November 2016 - November proves to be a quiet
month for Scotland’s house prices

Fast Facts

  • Argyll and Bute sees highest price movement in the month.

  • Purchases of homes in excess of £750k decline from October levels.

  • Forecasts for 2017 house prices are relatively subdued.

Headline News

Scotland house prices level out in November

  • After a big rise in October, price growth slowed in November, creeping up just 0.1%. The average Scottish house increased in value by £122 and is now worth £171,876. Sales of high value homes, particularly, which surged in October, returned to more normal levels in November.
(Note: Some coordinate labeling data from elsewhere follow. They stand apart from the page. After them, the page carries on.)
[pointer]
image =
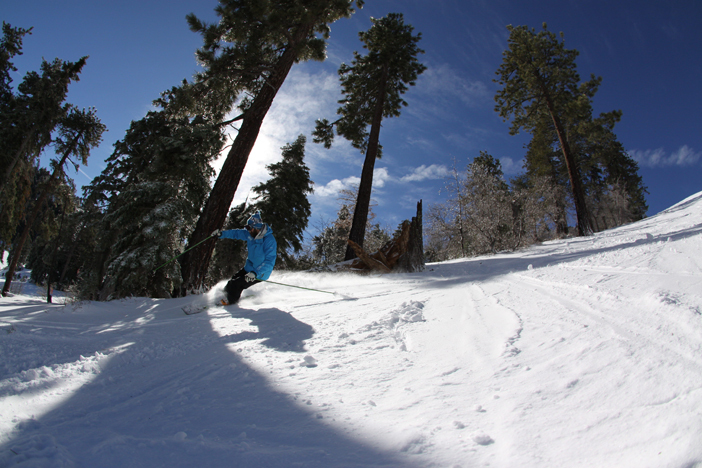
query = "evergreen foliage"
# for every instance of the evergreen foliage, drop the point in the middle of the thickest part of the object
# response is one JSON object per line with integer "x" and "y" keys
{"x": 329, "y": 246}
{"x": 247, "y": 55}
{"x": 28, "y": 117}
{"x": 283, "y": 199}
{"x": 78, "y": 132}
{"x": 150, "y": 195}
{"x": 373, "y": 86}
{"x": 539, "y": 78}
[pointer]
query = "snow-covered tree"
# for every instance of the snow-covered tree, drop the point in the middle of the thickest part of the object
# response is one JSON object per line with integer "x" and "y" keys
{"x": 151, "y": 192}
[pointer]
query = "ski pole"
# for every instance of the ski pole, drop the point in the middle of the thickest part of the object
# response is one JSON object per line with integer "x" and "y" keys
{"x": 184, "y": 251}
{"x": 299, "y": 287}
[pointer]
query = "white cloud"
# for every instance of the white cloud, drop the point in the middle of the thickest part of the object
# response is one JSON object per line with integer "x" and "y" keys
{"x": 302, "y": 99}
{"x": 444, "y": 83}
{"x": 511, "y": 166}
{"x": 423, "y": 172}
{"x": 334, "y": 187}
{"x": 683, "y": 157}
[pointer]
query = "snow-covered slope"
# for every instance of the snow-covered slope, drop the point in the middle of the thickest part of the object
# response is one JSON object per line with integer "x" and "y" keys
{"x": 583, "y": 352}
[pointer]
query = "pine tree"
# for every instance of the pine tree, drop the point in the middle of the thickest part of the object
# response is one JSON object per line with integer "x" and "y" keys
{"x": 27, "y": 120}
{"x": 372, "y": 87}
{"x": 79, "y": 132}
{"x": 250, "y": 51}
{"x": 539, "y": 78}
{"x": 283, "y": 198}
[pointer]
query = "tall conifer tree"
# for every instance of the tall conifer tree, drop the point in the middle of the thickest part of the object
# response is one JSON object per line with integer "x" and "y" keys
{"x": 283, "y": 198}
{"x": 250, "y": 51}
{"x": 372, "y": 86}
{"x": 538, "y": 77}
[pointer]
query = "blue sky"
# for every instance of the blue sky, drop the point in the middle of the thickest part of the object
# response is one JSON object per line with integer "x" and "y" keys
{"x": 649, "y": 54}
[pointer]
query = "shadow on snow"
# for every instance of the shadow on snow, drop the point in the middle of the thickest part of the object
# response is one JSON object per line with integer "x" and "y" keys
{"x": 186, "y": 402}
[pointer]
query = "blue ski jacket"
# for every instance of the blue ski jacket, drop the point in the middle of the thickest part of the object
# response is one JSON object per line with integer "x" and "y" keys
{"x": 262, "y": 250}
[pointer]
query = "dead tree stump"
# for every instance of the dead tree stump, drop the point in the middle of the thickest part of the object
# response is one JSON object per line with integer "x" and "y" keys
{"x": 403, "y": 254}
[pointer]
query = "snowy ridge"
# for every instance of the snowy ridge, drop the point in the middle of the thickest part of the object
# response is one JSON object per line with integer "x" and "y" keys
{"x": 582, "y": 352}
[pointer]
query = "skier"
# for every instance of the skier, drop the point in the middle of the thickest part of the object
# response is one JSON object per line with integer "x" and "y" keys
{"x": 262, "y": 251}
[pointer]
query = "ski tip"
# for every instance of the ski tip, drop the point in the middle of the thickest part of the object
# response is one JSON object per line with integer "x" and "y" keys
{"x": 345, "y": 297}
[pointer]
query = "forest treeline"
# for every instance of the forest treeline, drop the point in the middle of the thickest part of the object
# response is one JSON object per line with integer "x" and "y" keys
{"x": 158, "y": 194}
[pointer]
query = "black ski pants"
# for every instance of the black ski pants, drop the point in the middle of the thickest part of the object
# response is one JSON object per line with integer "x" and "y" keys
{"x": 236, "y": 285}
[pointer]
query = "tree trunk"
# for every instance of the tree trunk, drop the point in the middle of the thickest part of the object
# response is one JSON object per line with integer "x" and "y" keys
{"x": 365, "y": 188}
{"x": 194, "y": 264}
{"x": 413, "y": 259}
{"x": 29, "y": 221}
{"x": 581, "y": 211}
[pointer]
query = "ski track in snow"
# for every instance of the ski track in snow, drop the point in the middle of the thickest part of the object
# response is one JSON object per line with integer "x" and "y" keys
{"x": 581, "y": 352}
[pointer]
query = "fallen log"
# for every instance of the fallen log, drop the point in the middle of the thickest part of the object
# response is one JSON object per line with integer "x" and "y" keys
{"x": 404, "y": 253}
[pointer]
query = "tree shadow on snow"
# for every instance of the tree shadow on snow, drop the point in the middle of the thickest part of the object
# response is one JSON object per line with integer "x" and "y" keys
{"x": 280, "y": 330}
{"x": 551, "y": 254}
{"x": 174, "y": 394}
  • In the absence of significant falls in December, the trend for 2016 in Scottish housing will be one of modest but steady growth. As of November, average prices were up 2.1% on an annual basis and look set to end the year at their highest level since May 2015.

Quick Quotes

Christine Campbell, Your Move Managing Director in Scotland, said:
"Scotland property prices have continued to push up this year. Despite all the uncertainty of the last 12 months, the market enters 2017 having proved its resilience."

Alan Penman, business development manager for Walker Fraser Steele, one of Scotland’s oldest firms of chartered surveyors and part of the LSL group of companies, said:
"The last few months have really highlighted how sales at the top of the market can impact the average figures, and how heavily these are effected by government policies. Nevertheless, most areas in Scotland continue to see modest growth despite all that’s been thrown at the market this year."

Key insights

  • The slowdown in November follows October’s rise on the back of cheaper mortgages after the August interest rate cut – one of three significant disruptions this year. The others were the 3% Land and Building Transaction Tax (LBTT) surcharge on second homes in April, which was preceded by a spike in prices; and a slump in June at the time of theBrexit vote. Throughout the whole of the year, prices have trended gently upwards at about 0.15% a month.
  • Transactions of high value properties fell back in November, with just 17, compared to 52 in October. Year to date, there have been 401 transactions over £750,000 against 555 in the whole of 2015 (231 of those in March, ahead of the new LBTT rates). Brexit and the impact of LBTT on homes worth over £750,000 (which pay the top 12% rate) continue to dampen forecasts of price rises for 2017.
  • Despite the challenges, high value areas have seen some of the biggest price increases over the last year. East Dunbartonshire saw the greatest increase in prices, up 12.3% in thelast 12 months to make it the third most expensive local authority, with an average price of £239,789. East Renfrewshire, which has overtaken Edinburgh to become the most expensive area, has increased 10.5%, with prices at £255,523. Only Clackmannanshire can also boast double digit growth over the year, with prices increasing 11.3%.
  • On a monthly basis, Argyll and Bute, up 3.9% saw the biggest increase, again reflecting the impact of high value properties, with two sales of houses close to £1 million each pushing up the figure. The biggest falls in prices were seen in Inverclyde and North Ayrshire, down 4.5% and 5.3% respectively in November. The cheapest areas other than Na h-Eileanan Siar, they have also seen some of the poorest annual performance. Overall, though, 24 of Scotland’s 32 areas have seen price rises over the last year.